There is likely to be a combination of reasons why less time off work is taken due to sickness now as compared to 1993. Some of these could potentially include

  • Advances in medical science, with increasingly sophisticated surgery procedures and improved drug treatments mean that recovery times are faster
  • More and more workplaces are providing health cover for staff, and also Employee Assistance Programmes
  • The nature of many jobs has changed, along with developments in health and safety legislation.

However, this week it was reported that a recent survey by the Chartered Institute of Personnel and Development (CIPD) has found that another reason for the drop could be presenteeism.

What is presenteeism?

In this context, presenteeism refers to people turning up for work when they are ill.
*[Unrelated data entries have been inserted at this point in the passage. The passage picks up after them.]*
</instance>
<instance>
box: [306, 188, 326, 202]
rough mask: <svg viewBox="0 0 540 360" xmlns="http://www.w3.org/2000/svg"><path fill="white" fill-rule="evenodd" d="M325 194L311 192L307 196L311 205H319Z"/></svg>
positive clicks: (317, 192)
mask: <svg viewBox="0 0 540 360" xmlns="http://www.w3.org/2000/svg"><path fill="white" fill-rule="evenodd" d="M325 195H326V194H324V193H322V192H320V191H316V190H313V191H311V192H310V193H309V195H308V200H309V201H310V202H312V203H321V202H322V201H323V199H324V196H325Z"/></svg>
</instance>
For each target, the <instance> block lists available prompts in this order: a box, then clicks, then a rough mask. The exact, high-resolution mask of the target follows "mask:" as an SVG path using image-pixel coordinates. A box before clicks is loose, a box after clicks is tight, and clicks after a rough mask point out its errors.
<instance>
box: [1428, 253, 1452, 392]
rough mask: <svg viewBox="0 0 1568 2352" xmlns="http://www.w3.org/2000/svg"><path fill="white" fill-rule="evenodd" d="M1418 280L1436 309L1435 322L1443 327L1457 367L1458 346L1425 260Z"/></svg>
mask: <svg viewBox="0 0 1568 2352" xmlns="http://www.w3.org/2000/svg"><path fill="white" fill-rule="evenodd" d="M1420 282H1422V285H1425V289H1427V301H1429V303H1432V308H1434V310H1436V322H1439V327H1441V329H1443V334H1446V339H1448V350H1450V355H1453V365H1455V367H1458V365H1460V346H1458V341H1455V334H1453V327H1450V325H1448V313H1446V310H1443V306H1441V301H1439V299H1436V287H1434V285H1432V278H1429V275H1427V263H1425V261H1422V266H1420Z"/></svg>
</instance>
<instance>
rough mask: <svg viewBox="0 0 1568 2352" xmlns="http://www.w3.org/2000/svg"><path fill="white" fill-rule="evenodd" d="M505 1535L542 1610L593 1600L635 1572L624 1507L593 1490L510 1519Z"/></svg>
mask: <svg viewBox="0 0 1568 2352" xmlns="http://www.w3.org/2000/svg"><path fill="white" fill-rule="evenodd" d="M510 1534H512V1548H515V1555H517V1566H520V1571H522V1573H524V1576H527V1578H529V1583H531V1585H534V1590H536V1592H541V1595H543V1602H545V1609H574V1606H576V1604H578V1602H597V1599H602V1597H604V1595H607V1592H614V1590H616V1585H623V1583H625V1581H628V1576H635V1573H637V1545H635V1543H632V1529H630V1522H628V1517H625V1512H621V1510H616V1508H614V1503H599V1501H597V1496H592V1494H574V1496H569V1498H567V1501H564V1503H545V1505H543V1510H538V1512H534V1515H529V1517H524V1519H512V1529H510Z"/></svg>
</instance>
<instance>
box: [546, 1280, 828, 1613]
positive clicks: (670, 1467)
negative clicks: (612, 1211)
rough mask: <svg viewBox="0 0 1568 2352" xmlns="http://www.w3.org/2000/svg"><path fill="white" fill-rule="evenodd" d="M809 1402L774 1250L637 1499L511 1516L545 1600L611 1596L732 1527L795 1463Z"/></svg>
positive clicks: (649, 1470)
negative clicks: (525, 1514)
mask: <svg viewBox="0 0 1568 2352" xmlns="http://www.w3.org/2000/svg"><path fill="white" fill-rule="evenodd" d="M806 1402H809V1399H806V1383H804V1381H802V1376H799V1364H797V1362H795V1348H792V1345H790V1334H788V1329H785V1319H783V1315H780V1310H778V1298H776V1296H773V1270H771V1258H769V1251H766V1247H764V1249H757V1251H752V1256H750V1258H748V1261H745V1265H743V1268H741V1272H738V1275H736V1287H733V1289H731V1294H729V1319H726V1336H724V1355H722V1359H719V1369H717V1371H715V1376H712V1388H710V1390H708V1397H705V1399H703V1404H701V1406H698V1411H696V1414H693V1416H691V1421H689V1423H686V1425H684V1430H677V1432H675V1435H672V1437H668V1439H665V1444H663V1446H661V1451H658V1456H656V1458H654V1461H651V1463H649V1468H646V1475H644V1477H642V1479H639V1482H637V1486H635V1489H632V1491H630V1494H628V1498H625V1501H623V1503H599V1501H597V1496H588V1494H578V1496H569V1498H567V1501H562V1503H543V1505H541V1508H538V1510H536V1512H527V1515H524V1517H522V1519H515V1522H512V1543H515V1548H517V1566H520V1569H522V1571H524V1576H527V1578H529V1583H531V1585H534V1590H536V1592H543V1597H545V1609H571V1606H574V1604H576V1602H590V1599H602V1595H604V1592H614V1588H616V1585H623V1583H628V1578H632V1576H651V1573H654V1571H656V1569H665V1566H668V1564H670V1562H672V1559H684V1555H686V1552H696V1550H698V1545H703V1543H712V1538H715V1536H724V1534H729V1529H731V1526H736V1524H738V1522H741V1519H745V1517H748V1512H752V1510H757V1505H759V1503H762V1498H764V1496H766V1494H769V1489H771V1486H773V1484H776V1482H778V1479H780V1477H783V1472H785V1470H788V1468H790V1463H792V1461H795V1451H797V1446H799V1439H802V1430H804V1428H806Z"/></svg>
It could be a heavy cold or the flu that the employee has, or some other ailment. In the case of things that can be spread such as a viral infection, it’s obviously possible that this poses a risk to colleagues. It also means that the staff member presenting for work when ill could also find that their productivity is lower than normal, as well as being at risk of making mistakes in their work due to being ill.

About one third of the respondents in the survey said that they’d noticed more people coming in to work sick. Reasons attributed to the rise centre around the fact that there are worries about redundancy and some employees feel that by minimising any leave they could be less likely to face any future redundancy.

The CIPD’s research adviser is quoted as saying that a proactive approach to wellbeing remains critical for success.